Sexual intimacy never really seems to have been about procreation only, and while adultery is a major sin sex-for-pleasure’s-sake never seemed to be, or even non-consentual non-procreative sex: raping female PoWs was permissible. The sex for children only addendum seems to have been tacked on by fanatics far later. (There were also fanatics who allowed sex but not procreation; the word bugger [for anal sex] comes from Bulgar which was a term applied to Albigensians [not sure what the Bulgar/ian association was, if any] who, at least by rumor, practiced anal and other non-procreative sex acts because they believed they were living in the final days and didn’t want to complicate it with having kids.)

Orthodox Jews invented the shotgun marriage 5000 years before there were shotguns.

Of course, many women in those days also died in childbirth, usually after their third or forth child and only had a life-expectancy of what, 30 to 40 years old? They needed to have kids that often in order to keep the population level. Modernly, I believe that the average American has 2.5 children born to them in their lives. Thus, the fact that they used to have children every 1-2 years isn’t pertinent to this discussion really.

Now, if no one where capable to have kids outside of marriage in this alternate universe, I think the population would probably drop a bit, seeing as many people today are so concerned with working and earning money instead of making a family.

40% of babies in the US are born out of wedlock, 60% to married parents. cite.

By race (US only):
83% of asian babies are born to married parents
72% of white babies are born to married parents
49% of latino babies are born to married parents
35% of native american babies are born to married parents
28% of black babies are born to married parents

Second that! Some sects (like modern american fundies) insist on interpreting it according to their own culture, rather than understanding it according to the cultural values of the people who actually wrote it. They are definitely not a good guide to what it actually says.

What’s all this “probably”? Surely for 1000s of years, it was common for people to have children only in marriage in several societies? And they didn’t die out?

Why does it only have to be the Bible, too? Humans were procreating plenty before the New Testament was written and in some cases even before or around the time of the Old Testament without ever having read it. The Upanishads and Vedas say our duty is also to procreate; I’m sure Shinto and the like also tell people to make more people. Because every religion needs MORE worshipers.

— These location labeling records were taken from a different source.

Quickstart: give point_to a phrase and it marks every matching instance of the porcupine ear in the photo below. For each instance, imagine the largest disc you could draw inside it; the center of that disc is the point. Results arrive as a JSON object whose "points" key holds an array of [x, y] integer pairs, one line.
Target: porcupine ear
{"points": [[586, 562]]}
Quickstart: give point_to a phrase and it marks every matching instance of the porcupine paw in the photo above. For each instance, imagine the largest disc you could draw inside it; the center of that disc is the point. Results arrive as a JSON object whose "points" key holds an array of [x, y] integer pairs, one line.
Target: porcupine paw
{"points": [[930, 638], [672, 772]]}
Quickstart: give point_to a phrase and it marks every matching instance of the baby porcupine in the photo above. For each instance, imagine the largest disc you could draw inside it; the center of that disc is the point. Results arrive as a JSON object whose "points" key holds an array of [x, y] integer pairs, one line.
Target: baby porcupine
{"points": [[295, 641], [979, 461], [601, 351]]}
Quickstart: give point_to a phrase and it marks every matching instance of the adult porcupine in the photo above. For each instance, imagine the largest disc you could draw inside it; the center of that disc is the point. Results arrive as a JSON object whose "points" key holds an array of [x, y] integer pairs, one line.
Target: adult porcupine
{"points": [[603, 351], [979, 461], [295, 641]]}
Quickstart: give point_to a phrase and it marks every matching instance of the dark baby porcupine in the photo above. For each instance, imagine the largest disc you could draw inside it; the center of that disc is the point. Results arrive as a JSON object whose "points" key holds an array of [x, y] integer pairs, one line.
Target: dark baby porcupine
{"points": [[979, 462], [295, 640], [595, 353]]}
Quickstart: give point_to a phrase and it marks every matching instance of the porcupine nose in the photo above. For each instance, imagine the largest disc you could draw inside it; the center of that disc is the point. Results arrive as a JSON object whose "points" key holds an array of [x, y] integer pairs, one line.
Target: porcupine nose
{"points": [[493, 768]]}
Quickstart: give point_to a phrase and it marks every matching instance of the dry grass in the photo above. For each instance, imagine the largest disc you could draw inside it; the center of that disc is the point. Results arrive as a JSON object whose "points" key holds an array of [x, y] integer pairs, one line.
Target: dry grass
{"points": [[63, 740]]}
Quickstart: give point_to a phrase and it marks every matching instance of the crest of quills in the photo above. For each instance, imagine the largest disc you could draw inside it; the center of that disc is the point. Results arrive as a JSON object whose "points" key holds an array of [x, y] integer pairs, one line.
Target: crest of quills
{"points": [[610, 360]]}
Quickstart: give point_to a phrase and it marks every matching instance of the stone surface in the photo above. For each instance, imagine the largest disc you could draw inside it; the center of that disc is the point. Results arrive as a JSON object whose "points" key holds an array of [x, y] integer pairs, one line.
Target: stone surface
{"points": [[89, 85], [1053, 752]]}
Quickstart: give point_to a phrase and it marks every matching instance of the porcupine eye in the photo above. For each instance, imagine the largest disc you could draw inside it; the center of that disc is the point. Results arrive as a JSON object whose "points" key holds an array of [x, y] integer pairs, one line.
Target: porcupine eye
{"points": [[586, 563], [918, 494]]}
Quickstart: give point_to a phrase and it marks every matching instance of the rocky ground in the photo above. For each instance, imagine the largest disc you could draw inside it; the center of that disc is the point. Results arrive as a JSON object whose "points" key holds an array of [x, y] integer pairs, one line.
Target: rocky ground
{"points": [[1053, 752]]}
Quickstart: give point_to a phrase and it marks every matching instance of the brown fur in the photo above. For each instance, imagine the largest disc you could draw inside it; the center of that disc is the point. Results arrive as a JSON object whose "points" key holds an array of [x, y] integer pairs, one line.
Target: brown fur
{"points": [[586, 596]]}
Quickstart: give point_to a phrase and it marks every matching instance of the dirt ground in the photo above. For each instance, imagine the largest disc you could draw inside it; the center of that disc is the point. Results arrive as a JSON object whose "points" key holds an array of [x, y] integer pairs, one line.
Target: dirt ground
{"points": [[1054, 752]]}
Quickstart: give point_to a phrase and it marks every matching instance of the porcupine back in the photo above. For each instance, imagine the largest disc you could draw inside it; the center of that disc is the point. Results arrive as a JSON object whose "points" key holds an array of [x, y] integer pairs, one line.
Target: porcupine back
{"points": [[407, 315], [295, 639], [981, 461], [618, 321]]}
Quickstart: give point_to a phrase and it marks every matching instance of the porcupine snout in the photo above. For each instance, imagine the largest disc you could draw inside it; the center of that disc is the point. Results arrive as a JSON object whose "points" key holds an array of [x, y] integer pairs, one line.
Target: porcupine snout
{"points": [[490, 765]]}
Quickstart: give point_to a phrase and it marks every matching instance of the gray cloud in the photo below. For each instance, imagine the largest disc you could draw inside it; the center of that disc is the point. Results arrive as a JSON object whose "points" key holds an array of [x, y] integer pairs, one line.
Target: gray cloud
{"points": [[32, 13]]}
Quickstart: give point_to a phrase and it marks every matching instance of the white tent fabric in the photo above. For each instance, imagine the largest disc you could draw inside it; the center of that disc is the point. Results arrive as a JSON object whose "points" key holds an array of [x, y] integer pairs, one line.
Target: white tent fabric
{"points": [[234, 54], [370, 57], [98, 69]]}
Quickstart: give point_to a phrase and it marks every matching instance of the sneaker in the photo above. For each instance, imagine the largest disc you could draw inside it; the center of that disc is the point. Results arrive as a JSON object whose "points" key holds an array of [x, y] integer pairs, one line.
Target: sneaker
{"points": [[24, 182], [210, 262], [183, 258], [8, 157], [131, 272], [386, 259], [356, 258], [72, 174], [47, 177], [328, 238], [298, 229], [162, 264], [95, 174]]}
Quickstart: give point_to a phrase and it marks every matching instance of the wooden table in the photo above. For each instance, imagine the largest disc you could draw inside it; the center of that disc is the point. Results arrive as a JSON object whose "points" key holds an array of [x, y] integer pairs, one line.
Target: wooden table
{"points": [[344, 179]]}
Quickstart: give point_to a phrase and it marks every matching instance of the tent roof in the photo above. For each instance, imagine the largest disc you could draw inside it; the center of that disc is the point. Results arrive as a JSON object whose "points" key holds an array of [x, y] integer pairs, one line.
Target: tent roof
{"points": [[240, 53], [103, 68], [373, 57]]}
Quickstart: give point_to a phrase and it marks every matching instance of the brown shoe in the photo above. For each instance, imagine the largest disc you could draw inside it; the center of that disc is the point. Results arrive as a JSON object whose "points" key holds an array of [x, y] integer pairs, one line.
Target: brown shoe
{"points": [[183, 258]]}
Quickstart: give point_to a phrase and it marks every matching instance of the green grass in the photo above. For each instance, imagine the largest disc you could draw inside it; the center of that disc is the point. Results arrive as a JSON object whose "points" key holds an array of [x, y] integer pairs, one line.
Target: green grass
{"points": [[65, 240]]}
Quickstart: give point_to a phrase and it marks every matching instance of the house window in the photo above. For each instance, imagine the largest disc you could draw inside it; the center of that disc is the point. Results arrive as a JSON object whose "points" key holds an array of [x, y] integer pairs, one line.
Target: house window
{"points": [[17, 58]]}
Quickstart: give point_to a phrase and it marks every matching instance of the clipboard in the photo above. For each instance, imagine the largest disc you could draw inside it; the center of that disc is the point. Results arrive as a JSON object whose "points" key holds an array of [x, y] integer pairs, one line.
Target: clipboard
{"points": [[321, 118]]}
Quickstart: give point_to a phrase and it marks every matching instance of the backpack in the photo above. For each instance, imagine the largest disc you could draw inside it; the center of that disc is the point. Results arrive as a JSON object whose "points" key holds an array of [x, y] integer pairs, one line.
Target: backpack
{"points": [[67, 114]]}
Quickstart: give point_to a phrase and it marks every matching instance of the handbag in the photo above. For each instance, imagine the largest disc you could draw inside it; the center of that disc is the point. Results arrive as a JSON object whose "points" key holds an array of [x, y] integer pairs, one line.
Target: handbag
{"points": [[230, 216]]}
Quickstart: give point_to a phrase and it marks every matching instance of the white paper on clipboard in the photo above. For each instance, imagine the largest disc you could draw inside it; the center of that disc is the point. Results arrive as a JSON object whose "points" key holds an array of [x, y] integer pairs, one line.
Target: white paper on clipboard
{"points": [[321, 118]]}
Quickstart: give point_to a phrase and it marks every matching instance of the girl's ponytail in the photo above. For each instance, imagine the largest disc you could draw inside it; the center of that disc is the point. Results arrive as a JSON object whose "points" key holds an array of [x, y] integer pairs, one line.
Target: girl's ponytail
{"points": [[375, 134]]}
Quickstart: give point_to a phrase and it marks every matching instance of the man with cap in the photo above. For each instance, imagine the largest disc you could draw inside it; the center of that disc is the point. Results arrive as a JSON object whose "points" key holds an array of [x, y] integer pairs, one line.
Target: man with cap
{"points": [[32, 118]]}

I find generally it is non-religious people who delay or even skip childbirth, generally.

Um, okay. If from that one single story someone extrapolated the whole principle that birth control is a sin which millions of people bought into, how did they explain away God’s specific command to impregnate your widowed sister-in-law, which very few Christians seem to do?

Religion is funny.

Seems like if we’re having sex like the Bible wants, there’d be lots more kids.

Humans are not capable by living by the law, which includes the sexual restrictions, so the OP is impossible. God never intended us to live by that law or any hard coded law, but just to live in Love with Him and each other. By placing these restrictions on is we will learn that we can’t follow hard and fast rules, were never meant to, and come to God because there has to be another way, which there is in Jesus.

Moving thread from IMHO to Great Debates.

I think there was a sect of them in the Bulgarian area. I’ve also seen it spelled Bogomil. Basically, the Bogomils, Albigensians & Cathars were all supposed to be different branches of the same Gnostic dualist, Christian-Manichean movement with taught Jehovah was the Dark Demi-God of Material Creation while Jesus was sent by the Good God of Light & Spirit to save of from slavery to Jehovah & His material realm. Reproduction just puts more pure spirits in bondage to material shells & gives Jehovah more souls to enslave. Also, all matter being evil & all spirit being good, these dualists were accused of believing that nothing they did sexually/materially really did damage to their spirituality so anything sexual was OK as long as it didn’t result in childbirth. Of course, there were also Gnostic dualists who believed in maintaining spiritual purity by indulging in material pleasure as little as possible- thus celibacy, simplicity & even blandness of food were encouraged.